Erika yang sejak tadi menatap Brian seperti elang, menurunkan pertahanannya dan bertanya, "Apa kau benar-benar teman kakakku?"
Brian tersenyum sedih. 'Tatapanmu seperti bilang kalau aku ini tidak punya teman, dik.'
"Mungkin disebut 'teman' terlalu jauh. Kami hanya saling kenal, tapi dia sudah menyelamatkanku."
'wahai pemilik asli tubuh ini, maaf karena aku sudah membual. Tapi kau sudah membuatku pindah tubuh jadi tak apa, kan?'
"Baiklah." Erika juga menyadari kalau dia tidak berdaya menjaga adik-adiknya di tempat ini. Bahkan sekali pun Brian orang jahat dan licik, Erika pikir tatapan pria di depannya ini tidak akan seburuk paman dan bibinya. Dan dengan kemampuan Brian, dia tidak perlu membujuk mereka, dia bisa langsung menyeret dan membawa pergi.
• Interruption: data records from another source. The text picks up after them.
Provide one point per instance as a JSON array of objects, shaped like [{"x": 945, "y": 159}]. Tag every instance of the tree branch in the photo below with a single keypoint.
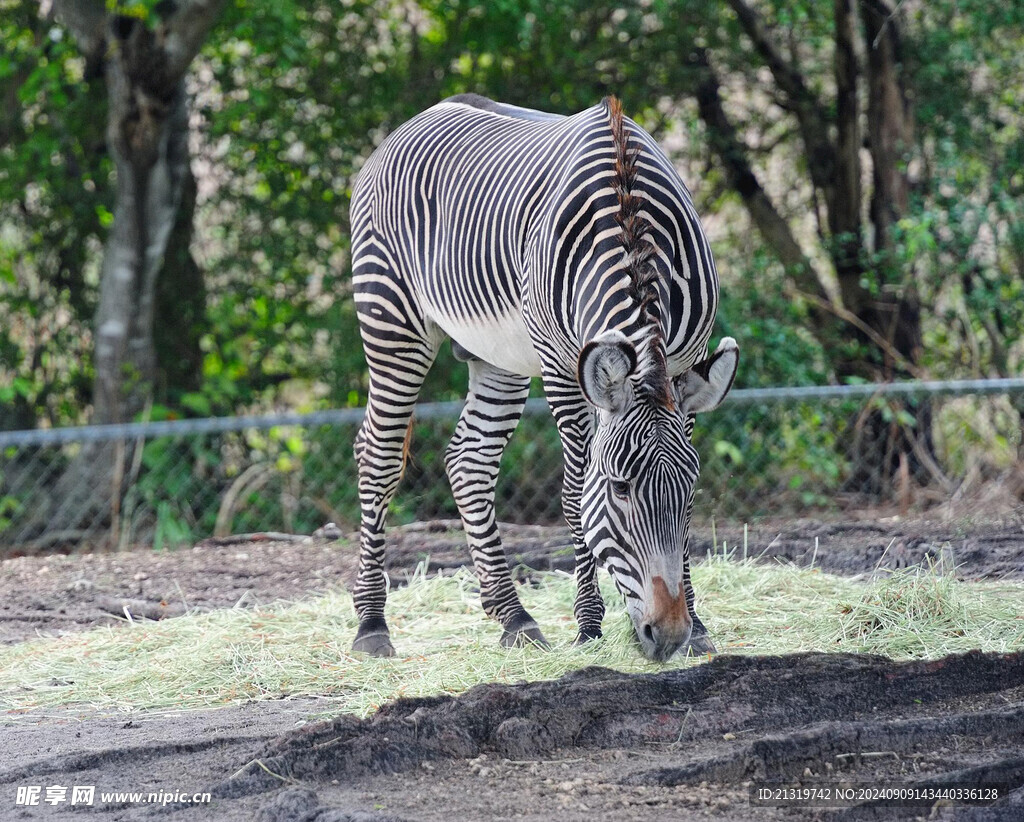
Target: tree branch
[
  {"x": 808, "y": 110},
  {"x": 733, "y": 155},
  {"x": 185, "y": 30},
  {"x": 86, "y": 19}
]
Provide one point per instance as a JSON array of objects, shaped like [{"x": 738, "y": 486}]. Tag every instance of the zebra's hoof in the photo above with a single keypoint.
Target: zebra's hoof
[
  {"x": 524, "y": 636},
  {"x": 700, "y": 645},
  {"x": 586, "y": 635},
  {"x": 374, "y": 645}
]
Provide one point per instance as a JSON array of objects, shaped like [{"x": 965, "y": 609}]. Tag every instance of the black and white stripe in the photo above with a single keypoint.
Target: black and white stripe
[{"x": 500, "y": 227}]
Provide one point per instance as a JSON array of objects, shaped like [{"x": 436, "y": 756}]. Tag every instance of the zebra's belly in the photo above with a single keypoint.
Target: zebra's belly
[{"x": 502, "y": 340}]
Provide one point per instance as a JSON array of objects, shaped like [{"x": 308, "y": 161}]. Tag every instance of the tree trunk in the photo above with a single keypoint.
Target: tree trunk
[
  {"x": 147, "y": 138},
  {"x": 180, "y": 319}
]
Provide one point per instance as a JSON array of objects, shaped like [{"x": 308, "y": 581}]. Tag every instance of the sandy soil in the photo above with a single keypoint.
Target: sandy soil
[{"x": 682, "y": 744}]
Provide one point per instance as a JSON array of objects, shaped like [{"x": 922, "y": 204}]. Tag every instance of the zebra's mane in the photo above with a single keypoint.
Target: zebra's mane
[{"x": 639, "y": 252}]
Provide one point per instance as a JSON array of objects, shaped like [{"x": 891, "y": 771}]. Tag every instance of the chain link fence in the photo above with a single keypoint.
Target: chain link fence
[{"x": 766, "y": 452}]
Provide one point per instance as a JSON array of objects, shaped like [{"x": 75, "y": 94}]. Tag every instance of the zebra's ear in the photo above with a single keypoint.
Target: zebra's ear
[
  {"x": 604, "y": 369},
  {"x": 705, "y": 386}
]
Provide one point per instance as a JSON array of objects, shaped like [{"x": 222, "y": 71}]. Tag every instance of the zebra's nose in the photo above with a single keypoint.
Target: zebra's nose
[
  {"x": 668, "y": 624},
  {"x": 664, "y": 640}
]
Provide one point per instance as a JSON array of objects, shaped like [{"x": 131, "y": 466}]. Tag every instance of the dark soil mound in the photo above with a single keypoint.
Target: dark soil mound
[{"x": 795, "y": 719}]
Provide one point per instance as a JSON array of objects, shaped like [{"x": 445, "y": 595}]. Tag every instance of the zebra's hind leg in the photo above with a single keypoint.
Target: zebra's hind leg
[
  {"x": 395, "y": 378},
  {"x": 493, "y": 408}
]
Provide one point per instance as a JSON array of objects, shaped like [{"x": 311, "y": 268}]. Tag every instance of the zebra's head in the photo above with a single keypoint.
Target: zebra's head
[{"x": 642, "y": 471}]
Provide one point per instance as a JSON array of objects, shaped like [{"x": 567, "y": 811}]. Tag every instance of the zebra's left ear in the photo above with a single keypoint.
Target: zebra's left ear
[
  {"x": 705, "y": 386},
  {"x": 603, "y": 371}
]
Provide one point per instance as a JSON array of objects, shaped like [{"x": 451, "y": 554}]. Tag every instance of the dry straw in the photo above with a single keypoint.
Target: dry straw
[{"x": 446, "y": 645}]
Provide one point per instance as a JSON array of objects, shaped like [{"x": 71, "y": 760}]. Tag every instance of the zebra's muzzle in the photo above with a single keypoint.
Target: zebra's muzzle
[{"x": 666, "y": 624}]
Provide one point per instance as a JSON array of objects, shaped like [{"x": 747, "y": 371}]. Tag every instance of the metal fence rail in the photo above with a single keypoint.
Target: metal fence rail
[{"x": 777, "y": 451}]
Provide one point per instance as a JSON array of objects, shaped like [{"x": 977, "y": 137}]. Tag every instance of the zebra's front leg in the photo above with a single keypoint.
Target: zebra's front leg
[
  {"x": 574, "y": 428},
  {"x": 493, "y": 408},
  {"x": 380, "y": 452}
]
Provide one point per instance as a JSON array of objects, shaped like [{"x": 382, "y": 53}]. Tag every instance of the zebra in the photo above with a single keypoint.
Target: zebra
[{"x": 565, "y": 248}]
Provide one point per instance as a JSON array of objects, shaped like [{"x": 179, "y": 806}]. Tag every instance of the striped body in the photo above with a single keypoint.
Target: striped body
[{"x": 501, "y": 228}]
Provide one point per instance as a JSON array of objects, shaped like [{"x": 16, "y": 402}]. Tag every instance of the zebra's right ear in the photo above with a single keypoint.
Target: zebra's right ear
[{"x": 604, "y": 369}]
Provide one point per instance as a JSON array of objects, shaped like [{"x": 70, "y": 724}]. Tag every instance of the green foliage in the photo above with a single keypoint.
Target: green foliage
[{"x": 53, "y": 195}]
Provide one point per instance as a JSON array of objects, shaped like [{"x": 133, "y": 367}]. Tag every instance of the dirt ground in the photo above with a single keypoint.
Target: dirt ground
[{"x": 681, "y": 744}]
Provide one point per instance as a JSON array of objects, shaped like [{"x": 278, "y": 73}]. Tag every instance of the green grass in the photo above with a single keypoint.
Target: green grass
[{"x": 446, "y": 645}]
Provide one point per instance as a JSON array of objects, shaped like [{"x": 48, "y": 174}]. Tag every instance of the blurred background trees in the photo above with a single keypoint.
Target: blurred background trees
[{"x": 858, "y": 166}]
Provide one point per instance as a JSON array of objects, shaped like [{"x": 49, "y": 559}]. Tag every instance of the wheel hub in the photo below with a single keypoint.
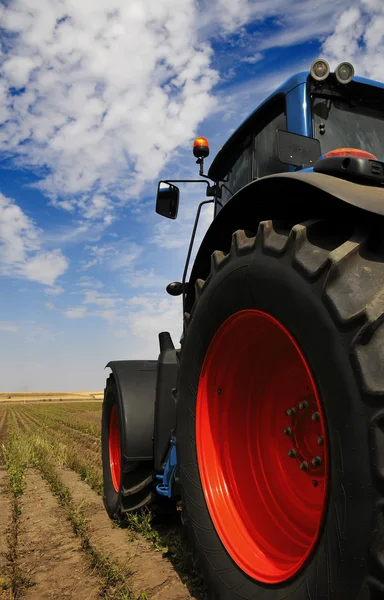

"Apa ada barang yang perlu kalian bawa?"
"Apa? Tidak." jawabannya tegas itu menyatakan bahwa Erika akan kembali ke tempat ini bersama adik-adiknya.
Benar juga, Brian menggumam.
Mungkin sebaiknya dia membicarakan kesepakatannya dengan ayahnya pada Erika besok setelah mereka beristirahat.
"Baiklah, tidak apa-apa. Aku akan mengantar kalian lagi kemari nanti. Ayo."